Tensions came to a head recently just before the U.N.'s World Summit on the Information Society. Technology observers were prepared for a battle between the U.S. and the forces for an international ICANN (the European Union and its allies on this issue, including Brazil and Iran), but negotiators managed to avert a crisis. For the foreseeable future, it looks like the U.S. will retain its hegemony regarding the internet. The U.S. may have won this battle, but the war for control of top level domain names isn't over yet.

November 19, 2005

Search Engine Promises Something New

It's hard to find anything new under the search engine sun, but here's a system that claims to be really different. The Australians who created Factbites claim that while "other search engines spew out meaningless site-names and mangled phrases.
Factbites offers you real, meaningful sentences that are right on topic." These sentences appear on the results page, and directly from the pages indentified as being most relevant by the Factbites search engine. The Factbiters say:

You can often gain a great deal of factual information on a topic without ever having to leave the search page! When users do select a page, they can have much more confidence that the page deals directly and informatively with their topic.

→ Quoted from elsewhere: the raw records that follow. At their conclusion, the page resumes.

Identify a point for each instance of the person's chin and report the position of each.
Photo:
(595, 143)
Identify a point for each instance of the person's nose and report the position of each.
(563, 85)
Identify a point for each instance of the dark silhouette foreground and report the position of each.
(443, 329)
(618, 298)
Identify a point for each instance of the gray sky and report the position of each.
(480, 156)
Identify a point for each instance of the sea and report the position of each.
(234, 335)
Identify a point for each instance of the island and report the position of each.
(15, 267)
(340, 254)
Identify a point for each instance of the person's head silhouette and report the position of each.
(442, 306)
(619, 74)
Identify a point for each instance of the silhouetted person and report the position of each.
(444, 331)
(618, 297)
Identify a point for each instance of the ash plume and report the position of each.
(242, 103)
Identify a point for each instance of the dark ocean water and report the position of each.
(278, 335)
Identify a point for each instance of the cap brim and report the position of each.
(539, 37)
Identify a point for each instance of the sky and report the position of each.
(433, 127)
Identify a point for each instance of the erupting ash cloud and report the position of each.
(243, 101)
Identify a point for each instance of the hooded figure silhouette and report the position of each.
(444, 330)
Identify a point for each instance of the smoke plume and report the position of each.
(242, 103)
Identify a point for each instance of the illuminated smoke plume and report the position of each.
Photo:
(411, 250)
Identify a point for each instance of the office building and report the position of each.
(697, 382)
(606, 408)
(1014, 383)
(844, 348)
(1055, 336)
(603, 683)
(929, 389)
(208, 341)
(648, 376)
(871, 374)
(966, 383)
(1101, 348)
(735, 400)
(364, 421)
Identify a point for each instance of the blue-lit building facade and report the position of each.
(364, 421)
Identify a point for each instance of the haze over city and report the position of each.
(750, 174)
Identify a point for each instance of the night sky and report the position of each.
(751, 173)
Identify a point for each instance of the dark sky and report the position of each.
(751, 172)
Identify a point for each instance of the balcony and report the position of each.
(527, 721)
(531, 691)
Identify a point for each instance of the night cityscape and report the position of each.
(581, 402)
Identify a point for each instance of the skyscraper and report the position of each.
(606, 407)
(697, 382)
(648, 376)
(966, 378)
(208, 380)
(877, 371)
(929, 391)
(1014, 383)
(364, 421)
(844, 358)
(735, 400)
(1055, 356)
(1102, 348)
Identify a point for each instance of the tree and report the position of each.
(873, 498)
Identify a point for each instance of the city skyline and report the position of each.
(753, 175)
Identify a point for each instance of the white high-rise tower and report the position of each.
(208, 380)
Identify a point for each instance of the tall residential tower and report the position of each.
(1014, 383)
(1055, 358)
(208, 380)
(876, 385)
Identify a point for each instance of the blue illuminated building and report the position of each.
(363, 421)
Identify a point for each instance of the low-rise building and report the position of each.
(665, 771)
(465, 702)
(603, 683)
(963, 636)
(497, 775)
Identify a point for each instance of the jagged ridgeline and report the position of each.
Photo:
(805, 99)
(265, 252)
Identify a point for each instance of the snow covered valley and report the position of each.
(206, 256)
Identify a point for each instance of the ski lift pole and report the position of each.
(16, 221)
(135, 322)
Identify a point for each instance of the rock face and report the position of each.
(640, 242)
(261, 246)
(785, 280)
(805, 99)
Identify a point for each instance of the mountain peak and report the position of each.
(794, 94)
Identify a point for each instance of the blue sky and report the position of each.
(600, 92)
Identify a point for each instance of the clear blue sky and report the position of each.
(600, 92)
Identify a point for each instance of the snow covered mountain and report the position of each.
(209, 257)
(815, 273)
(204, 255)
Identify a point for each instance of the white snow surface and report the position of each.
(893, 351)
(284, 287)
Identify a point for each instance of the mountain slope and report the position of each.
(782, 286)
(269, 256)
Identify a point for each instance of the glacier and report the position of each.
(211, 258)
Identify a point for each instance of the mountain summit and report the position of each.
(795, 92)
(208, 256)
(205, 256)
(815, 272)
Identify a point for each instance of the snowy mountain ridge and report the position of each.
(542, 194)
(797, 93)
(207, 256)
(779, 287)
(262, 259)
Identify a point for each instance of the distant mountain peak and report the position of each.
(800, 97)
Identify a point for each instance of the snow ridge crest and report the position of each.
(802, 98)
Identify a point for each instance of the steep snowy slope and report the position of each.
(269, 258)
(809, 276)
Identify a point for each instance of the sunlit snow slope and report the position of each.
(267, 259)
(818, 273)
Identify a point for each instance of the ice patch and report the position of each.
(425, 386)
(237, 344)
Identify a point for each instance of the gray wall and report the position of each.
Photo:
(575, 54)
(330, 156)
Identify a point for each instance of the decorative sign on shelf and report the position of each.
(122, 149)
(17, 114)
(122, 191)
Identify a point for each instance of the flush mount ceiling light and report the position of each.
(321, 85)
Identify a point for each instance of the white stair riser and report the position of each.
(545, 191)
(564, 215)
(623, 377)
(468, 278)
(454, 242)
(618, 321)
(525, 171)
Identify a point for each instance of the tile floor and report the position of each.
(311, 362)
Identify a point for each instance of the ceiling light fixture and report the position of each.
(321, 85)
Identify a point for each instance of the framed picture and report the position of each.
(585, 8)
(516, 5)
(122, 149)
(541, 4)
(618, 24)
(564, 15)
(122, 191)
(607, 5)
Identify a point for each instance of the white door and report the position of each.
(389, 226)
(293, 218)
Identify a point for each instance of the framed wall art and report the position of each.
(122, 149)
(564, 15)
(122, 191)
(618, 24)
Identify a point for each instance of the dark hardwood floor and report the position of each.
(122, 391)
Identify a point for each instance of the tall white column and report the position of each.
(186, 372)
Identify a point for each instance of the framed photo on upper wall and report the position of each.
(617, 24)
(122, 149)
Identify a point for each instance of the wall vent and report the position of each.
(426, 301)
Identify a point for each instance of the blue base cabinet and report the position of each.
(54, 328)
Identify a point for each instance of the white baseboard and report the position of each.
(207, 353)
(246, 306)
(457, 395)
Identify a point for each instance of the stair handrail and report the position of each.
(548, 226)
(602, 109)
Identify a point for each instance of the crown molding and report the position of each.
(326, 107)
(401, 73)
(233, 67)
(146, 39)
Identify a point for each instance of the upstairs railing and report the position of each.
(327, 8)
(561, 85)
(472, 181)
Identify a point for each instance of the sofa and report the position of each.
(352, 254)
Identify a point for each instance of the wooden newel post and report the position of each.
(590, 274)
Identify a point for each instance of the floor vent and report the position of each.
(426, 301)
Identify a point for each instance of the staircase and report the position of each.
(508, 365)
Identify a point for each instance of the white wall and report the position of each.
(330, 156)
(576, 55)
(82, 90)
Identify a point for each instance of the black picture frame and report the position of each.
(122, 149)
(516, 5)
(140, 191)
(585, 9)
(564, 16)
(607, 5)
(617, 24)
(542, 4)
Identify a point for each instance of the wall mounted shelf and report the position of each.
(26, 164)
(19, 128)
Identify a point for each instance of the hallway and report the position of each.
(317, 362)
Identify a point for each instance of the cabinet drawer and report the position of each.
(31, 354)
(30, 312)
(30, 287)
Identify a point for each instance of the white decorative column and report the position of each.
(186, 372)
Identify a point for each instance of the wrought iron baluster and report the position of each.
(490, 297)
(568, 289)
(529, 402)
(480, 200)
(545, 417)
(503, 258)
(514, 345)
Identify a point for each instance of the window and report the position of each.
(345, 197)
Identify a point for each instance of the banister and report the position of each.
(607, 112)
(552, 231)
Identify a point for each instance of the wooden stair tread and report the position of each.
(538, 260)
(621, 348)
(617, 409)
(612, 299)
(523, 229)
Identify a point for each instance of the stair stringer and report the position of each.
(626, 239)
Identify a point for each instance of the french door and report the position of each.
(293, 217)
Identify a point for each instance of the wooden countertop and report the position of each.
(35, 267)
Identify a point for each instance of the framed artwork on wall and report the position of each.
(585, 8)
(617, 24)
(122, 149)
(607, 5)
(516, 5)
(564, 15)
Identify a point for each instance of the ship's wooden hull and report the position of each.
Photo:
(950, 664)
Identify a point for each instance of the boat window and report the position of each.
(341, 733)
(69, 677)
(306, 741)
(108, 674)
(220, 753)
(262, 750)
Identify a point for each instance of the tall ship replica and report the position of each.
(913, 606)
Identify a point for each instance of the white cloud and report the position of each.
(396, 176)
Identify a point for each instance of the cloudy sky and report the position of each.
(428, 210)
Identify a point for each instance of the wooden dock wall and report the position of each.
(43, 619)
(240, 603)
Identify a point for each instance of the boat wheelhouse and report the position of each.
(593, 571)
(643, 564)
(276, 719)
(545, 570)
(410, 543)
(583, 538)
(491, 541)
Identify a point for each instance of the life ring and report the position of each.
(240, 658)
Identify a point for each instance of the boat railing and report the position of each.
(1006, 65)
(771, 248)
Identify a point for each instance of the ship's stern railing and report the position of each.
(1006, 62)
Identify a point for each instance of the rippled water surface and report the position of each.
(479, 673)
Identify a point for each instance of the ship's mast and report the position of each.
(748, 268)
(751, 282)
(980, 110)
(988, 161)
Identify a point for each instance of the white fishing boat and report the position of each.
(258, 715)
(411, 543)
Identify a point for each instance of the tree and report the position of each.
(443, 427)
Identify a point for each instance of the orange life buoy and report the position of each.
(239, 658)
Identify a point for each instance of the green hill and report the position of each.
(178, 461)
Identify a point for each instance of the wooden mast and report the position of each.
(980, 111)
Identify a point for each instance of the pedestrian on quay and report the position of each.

Keeping in mind that Google is the de facto standard for web search engines, and that G's hegemony is not likely to change anytime soon, comparisons are inevitable. FactBites vs. Google page shows you the differences between the two services. FactBites, however, does not point out that Google's "define" command (just type "define [word]" into the Google search box for a list of definitions of the word in question, culled from the web, along with links to the sites the definitions came from) does much the same thing as FactBites does.

Give it a try at FactBites.com, keeping in mind that the search engine is still in beta and many searches won't work.